Example: "If we simplify the onboarding checklist, then new trial users will complete setup within 24 hours, because fewer steps reduce drop-off."
I've reviewed experiment briefs where the hypothesis was essentially a feature description — something like "we will add a progress bar" — with no audience, no expected behavior, and no outcome stated. Every one of those tests was hard to analyse afterward because the team had different expectations going in.
2. Name the audience precisely
Hypotheses fail when the audience is too broad. Instead of "users," specify the segment that matters: new trials, returning subscribers, mobile visitors, or a specific cohort.
Attach a segment definition you can track in analytics so the analysis matches the hypothesis.
3. Define the behavior change
State the behavior in observable terms: click, complete, submit, return. Avoid vague verbs like "engage" or "interact." If you cannot tie the behavior to an event, the hypothesis is not ready.
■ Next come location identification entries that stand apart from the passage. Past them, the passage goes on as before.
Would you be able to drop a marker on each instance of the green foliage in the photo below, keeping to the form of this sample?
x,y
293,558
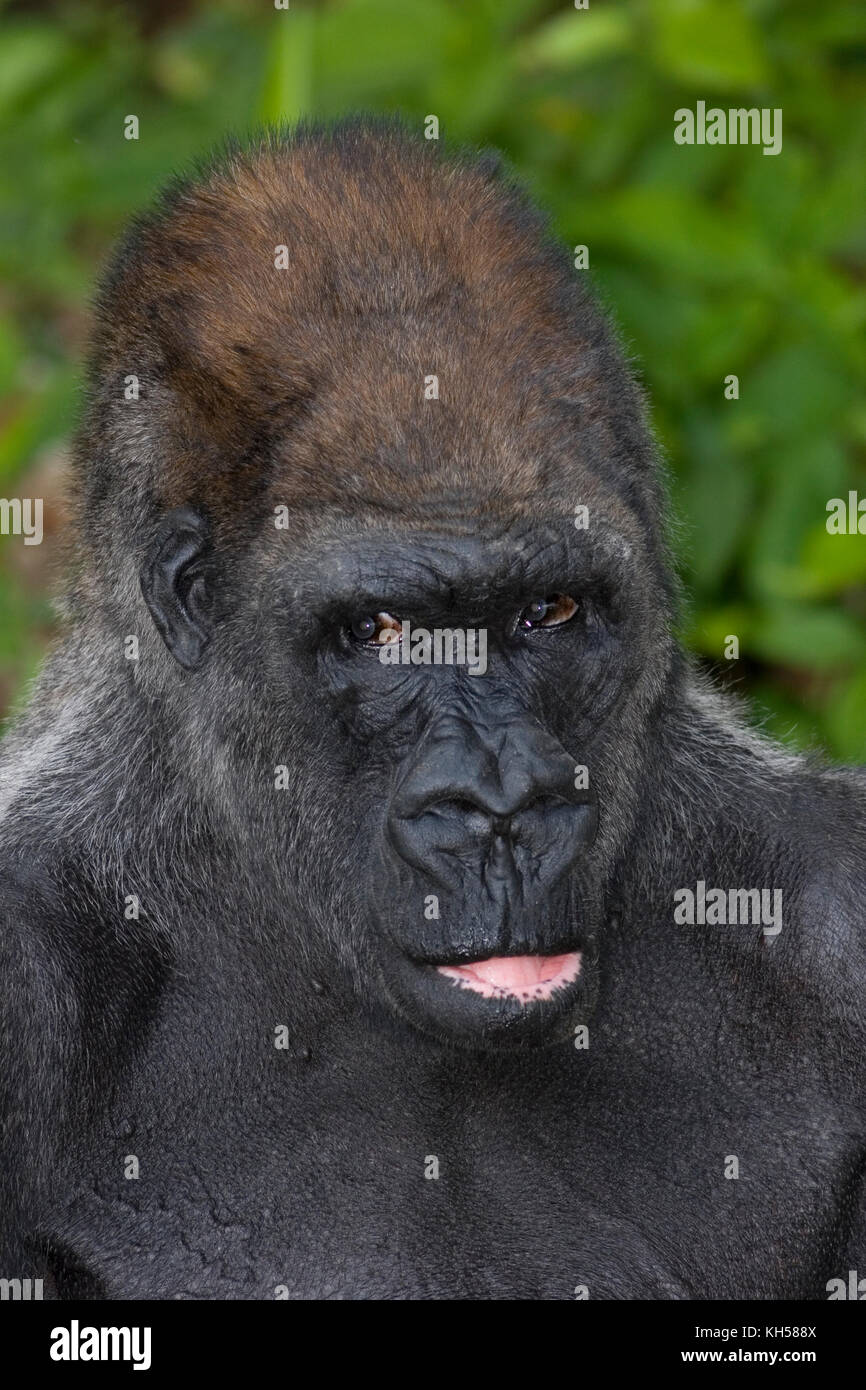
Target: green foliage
x,y
715,260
4. Connect to the primary metric
Every hypothesis needs a primary metric that will decide success. That metric should align with the behavior. If the hypothesis is about onboarding completion, the primary metric should not be revenue.
Choose one primary metric and list secondary metrics as guardrails.
5. Add the reasoning
Great hypotheses include a reason based on evidence. That evidence could be user research, support tickets, or past experiment learnings. Write one sentence explaining why you expect the change to work. In my experience, this reasoning line is the part teams skip most often — and it is the most important. Without it there is no shared expectation to test against, and you end up debating the result instead of learning from it.
Turn hypotheses into a habit
Make hypothesis writing a standard step in every experiment brief. Over time, the quality of your tests improves because the team has practiced being specific. That said, this habit is harder to build if you are running your first few experiments and have no historical results to draw on. In that case, user research findings or recurring support ticket themes are a reasonable evidence substitute — just note the source so everyone knows the confidence level going in.
Who should write hypotheses
Strong hypotheses rarely come from one person working alone. The clearest test ideas I have seen came from a customer success manager who noticed a recurring question pattern — not from the experimentation squad itself.
- Product managers contribute strategic context and link hypotheses directly to roadmap bets, ensuring every test supports a stated product goal.
- Design and UX translate usability research and session recordings into specific behavior changes, giving hypotheses a grounded evidence base.
- Customer success and support surface recurring user pain points that rarely appear in analytics data alone — these often become the most impactful test ideas.
- Marketing and growth add campaign-level insights about acquisition segments, helping scope the audience definition precisely.
- Engineering flags technical constraints early so hypotheses name only behaviors the team can actually instrument and ship.
Running a short hypothesis review with two or three of these stakeholders before locking in an experiment brief typically surfaces a gap in the audience definition or evidence line that would have made post-experiment analysis harder.